I recently saw an interesting statistic reporting more than 50% of parents use complementary and alternative medicine (CAM) to treat their children’s ADHD. Many parents of ADHD children and adults with ADHD opt to combine conventional treatments, such as stimulant medication, with CAM while others prefer to use nonpharmacological therapies alone. Although most nonpharmacological interventions have limited data to support their benefit, 80% of patients who use natural products consider these to be their primary treatment modality. Yet few disclose this information to their treating physician. If you are using any alternative therapies I would urge you to discuss these with your doctor. The goal is to promote optimal integrative treatment and avoid any potential pitfalls.

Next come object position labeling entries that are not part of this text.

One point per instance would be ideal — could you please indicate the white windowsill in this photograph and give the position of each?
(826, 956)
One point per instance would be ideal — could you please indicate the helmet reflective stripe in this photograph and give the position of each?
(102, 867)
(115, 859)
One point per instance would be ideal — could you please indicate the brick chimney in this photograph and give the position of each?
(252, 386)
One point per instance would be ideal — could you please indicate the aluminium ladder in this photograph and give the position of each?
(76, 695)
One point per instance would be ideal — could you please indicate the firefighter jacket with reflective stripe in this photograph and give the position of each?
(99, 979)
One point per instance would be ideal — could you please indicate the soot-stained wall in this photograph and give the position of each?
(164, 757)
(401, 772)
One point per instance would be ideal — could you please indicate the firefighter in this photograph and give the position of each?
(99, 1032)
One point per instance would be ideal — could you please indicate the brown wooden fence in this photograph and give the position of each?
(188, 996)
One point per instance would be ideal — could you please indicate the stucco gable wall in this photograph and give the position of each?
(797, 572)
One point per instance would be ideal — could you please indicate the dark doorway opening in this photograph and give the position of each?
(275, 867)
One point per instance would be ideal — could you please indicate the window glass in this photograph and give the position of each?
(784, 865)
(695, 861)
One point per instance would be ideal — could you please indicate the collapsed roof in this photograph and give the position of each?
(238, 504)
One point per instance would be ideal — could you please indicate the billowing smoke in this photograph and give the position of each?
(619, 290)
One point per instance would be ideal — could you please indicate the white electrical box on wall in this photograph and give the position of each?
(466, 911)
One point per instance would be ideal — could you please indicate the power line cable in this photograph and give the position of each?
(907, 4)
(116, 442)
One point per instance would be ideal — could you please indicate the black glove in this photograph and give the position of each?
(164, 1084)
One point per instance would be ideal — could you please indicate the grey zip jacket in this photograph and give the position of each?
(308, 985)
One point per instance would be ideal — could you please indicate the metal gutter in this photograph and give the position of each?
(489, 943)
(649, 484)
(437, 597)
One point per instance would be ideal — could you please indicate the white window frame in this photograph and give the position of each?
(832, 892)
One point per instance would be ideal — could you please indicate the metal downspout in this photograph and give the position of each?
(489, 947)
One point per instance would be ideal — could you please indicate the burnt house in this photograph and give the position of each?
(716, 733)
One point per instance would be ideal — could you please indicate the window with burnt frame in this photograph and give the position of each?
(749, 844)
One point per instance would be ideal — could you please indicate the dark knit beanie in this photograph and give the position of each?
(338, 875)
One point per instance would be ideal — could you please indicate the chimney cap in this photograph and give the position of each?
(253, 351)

Given the frequent use of CAM, I thought it would be helpful to review the common nonpharmacological treatment options for ADHD. Currently the most popular nonconventional ADHD therapies are as follows: dietary changes, herbal supplements, trace elements/vitamins, neurofeedback, essential fatty acids (EFA’s), and yoga/massage for ADHD.

In my experience complimentary and alternative treatments can be safely and effectively integrated with conventional approaches to treating ADHD. Despite the limited data, nonpharmacological treatments have indeed shown some benefits. For example in one research study using dietary changes to treat ADHD, 75% of children showed improvement in their symptoms when food colorings and additives were removed from their diet. Another study showed children and adolescents with low blood levels of ferritin (the storage form of iron in the body) experienced higher rates of ADHD-type symptoms, which improved with taking 80 mg per day of iron. More specifically the kids hyperactive and impulsive symptoms improved with the iron supplementation, but their inattentive symptoms did not.

In a separate small study, ADHD children practicing yoga demonstrated improvements in their symptoms over time compared to the group of ADHD children who did conventional exercise. In support of the argument for combined treatment, children who continued to take simulant medication simultaneously while practicing yoga showed the greatest benefit.

In summary, an integrative care approach – combining conventional with nonconventional therapies – may offer the best potential outcomes for those with ADHD. I encourage patients to talk with their doctors about all treatment options. It is important to inform your treatment providers of any and all interventions you are utilizing (or wish to utilize) so that safe and appropriate care can be implemented and the greatest benefit received.